If I cannot do great things, I can do small things in a great way.
—Martin Luther King Jr.
Small Great Things, a novel by Jodi Picoult, deals with race, privilege, prejudice, justice and compassion, subjects many would just as soon not talk about. The contemporary story takes place in Connecticut.
Ruth Jefferson, an African American, is the proud mother of a seventeen year old, exceptionally bright son. She was widowed several years earlier when her husband was killed during his second tour of duty in Afghanistan. Ruth is a labor and delivery nurse at a Connecticut hospital and has practiced her profession for more than twenty years. A baby boy is born during Ruth’s shift and she performs her duties—routine testing and bathing the infant. When Ruth brings the baby to the mother to breast-feed her baby, the father demands that she doesn’t touch his wife or infant. Ruth is abruptly assigned to another case. Later she sees a note in the patient’s file: “No African American personnel to care for this patient.”

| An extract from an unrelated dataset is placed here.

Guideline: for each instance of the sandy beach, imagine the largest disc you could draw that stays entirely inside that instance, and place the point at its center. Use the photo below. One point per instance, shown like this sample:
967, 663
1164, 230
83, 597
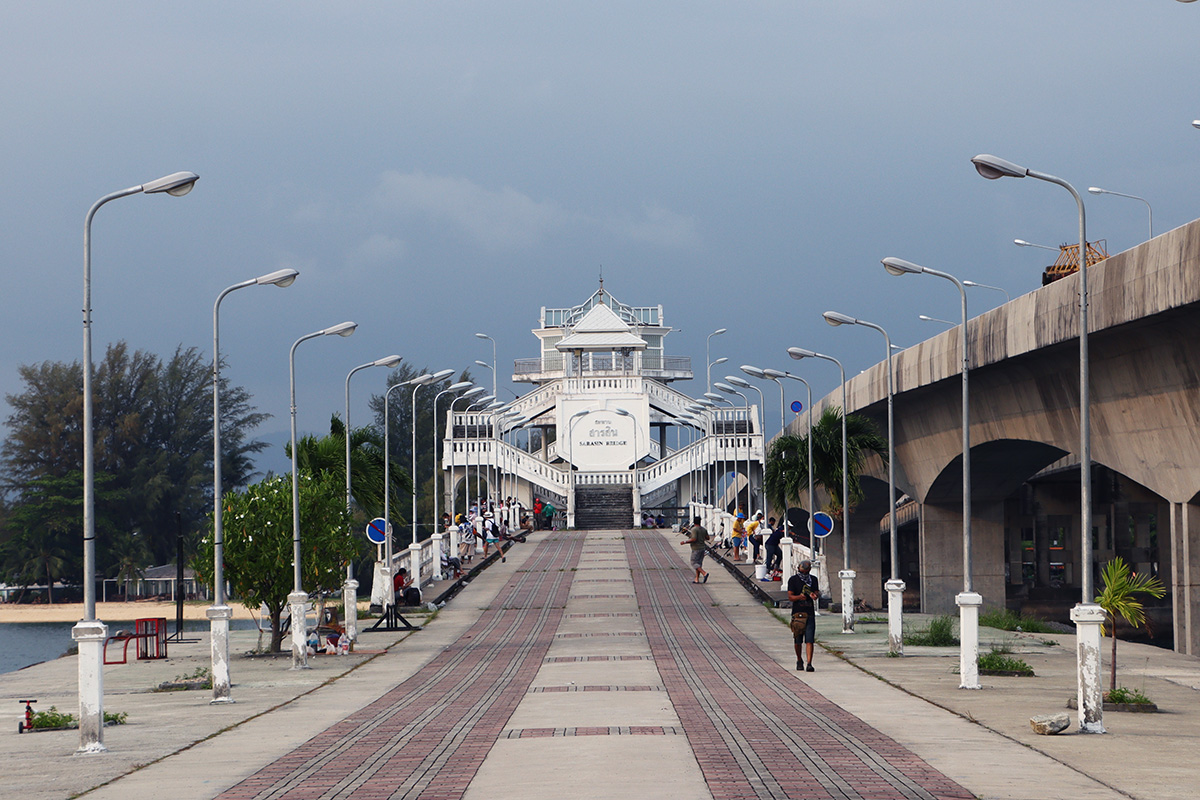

The story toggles to Turk Bauer whose wife, Brittany, just gave birth to their baby boy. Turk and Brittany are hard-core white supremacists, and practice their hate on anyone who isn’t white. There are very few limits to their actions. Turk operates a white supremacist website with a huge following. It’s hate to the extreme. When he sees a Black nurse handling his baby and touching his wife, he explodes into a rage.
After the baby boy is recovering from a routine circumcision, he goes into cardiac distress. Ruth is alone in the nursery. What should she do? Does she obey orders and not touch the baby, or does she try to save him? What she does results in a charge of a serious crime with a likely outcome of time in prison.
Kennedy McQuarrie is assigned as Public Defender for Ruth Jefferson’s case. As Kennedy tackles her assignment she learns what prejudice is really all about, how deep it can go, and how we are often blind to how we look at people of another race. Can justice be served in this case?
I greatly admire Jodi Picoult’s research in the many aspects of this story. The novel delves into the practice of medicine as it applies to an expectant mother and new-born infant. She explains the difference between Aryan Nations, Skinhead, White Supremacists, and Neo-Nazis, and even to those who believe in equality, but perhaps not when it comes to schools and neighborhoods. And finally, the fallacy that everyone is equal under the law and that all individuals are treated the same by the legal system, regardless of their status, race, gender, or other characteristics.
Small Great Things made a profound impression on me. I highly recommend this well-written, highly informative book.